OLD Media News

IT glitch forces British Airways to delay, cancel flights

An IT crisis has grounded a couple of hundred British Airways flights and delayed another 100 and more as the airline was forced to resort to manual check-ins.

Andrew MacAskill and Paul Sandle had the news for Reuters:

Problems with British Airways’ IT systems left thousands of passengers facing flight cancellations, delays and long queues at airports in the airline’s third major computer failure in a little more than two years.

Wednesday’s woes are the latest in a string of problems at the airline, which was fined $230 million last month for a huge customer data breach and is bracing for potential strikes in a pay dispute with its pilots.

BA, owned by International Airlines Group (ICAG.L), apologized to customers for Wednesday’s disruption and said its technical team was working to resolve the problems as soon as possible. It urged customers to allow extra time at airports.

More than 60 flights from Heathrow and Gatwick were canceled and more than 100 were delayed, according to the departure boards at the two airports.

CNBC’s David Reid reported:

In a tweet pinned to on BA’s Twitter account on Wednesday, the airline said it was working as “quickly as possible” to resolve the issue.

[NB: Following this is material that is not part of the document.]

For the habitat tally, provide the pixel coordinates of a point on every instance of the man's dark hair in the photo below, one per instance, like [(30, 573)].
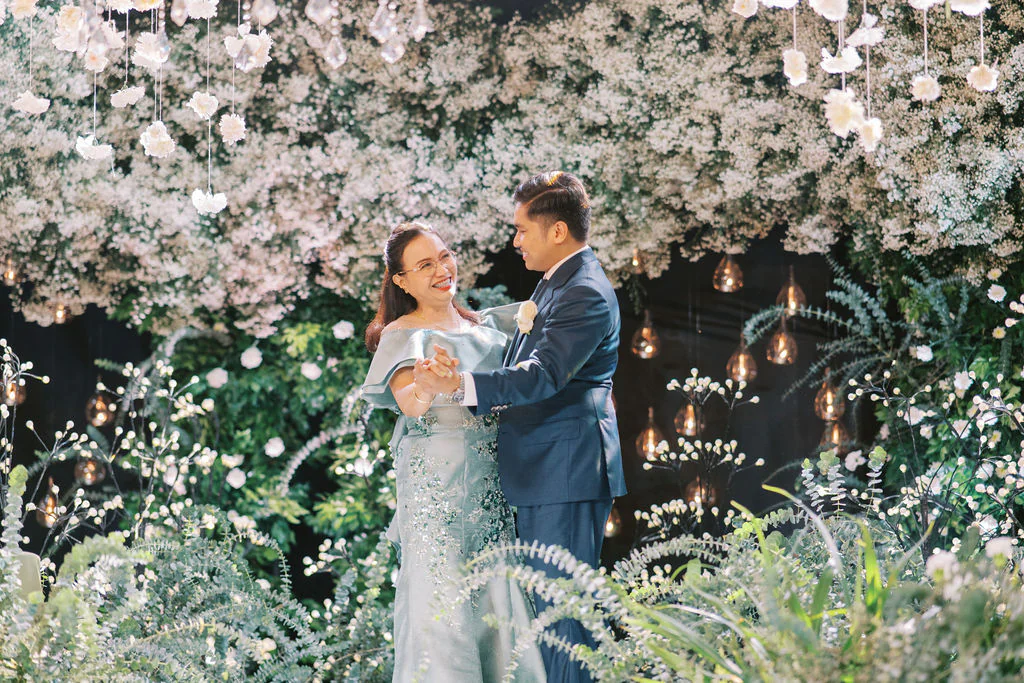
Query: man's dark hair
[(557, 196)]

BA is advising customers to check the status of their flights before making the journey to their airport.

The airline, which is owned by International Airlines Group, said customers booked on short haul flights out of London were being asked to travel on a different day.

British Airways was unable to confirm to CNBC how many people or flights had been affected.

It’s the third major IT failure for the airline in two years after 672 flights were cancelled in May 2017 and another outage at Heathrow in July last year.

The Daily Mail’s Martin Robinson updated the number of delayed flights to more than 200:

British Airways was today branded an ‘utter shambles’ after 15,000 people in Britain and across the globe were left stranded after yet another IT meltdown forced them to cancel 100 flights and delay 200 more.

The airline’s system failure – the third in recent weeks – left customers unable to check-in or trapped inside grounded planes with some so furious they gave up and walked off.

Lines of people stuck at Gatwick and Heathrow today snaked around terminal buildings with James North, who is due to fly to Heraklion, Crete, today telling MailOnline: ‘It’s not the world favourite airline – it’s now the world biggest airline queue’. 

Matt Knopp wrote: ‘BA – wtf? Flight cancelled due to continuous system issues you seem totally inept to sort out for the past three years. Get a f**king grip!’ 

Customers were also stuck at London City, Manchester, Newcastle, Edinburgh and other BA hubs in Britain – but passengers across Europe as well as in Japan, India and the US were also hit. 

Irate passengers took to social media to vent their fury and revealed their dream family holidays and even their weddings could be ruined by the IT problems with some so upset they gave up and walked off grounded jets.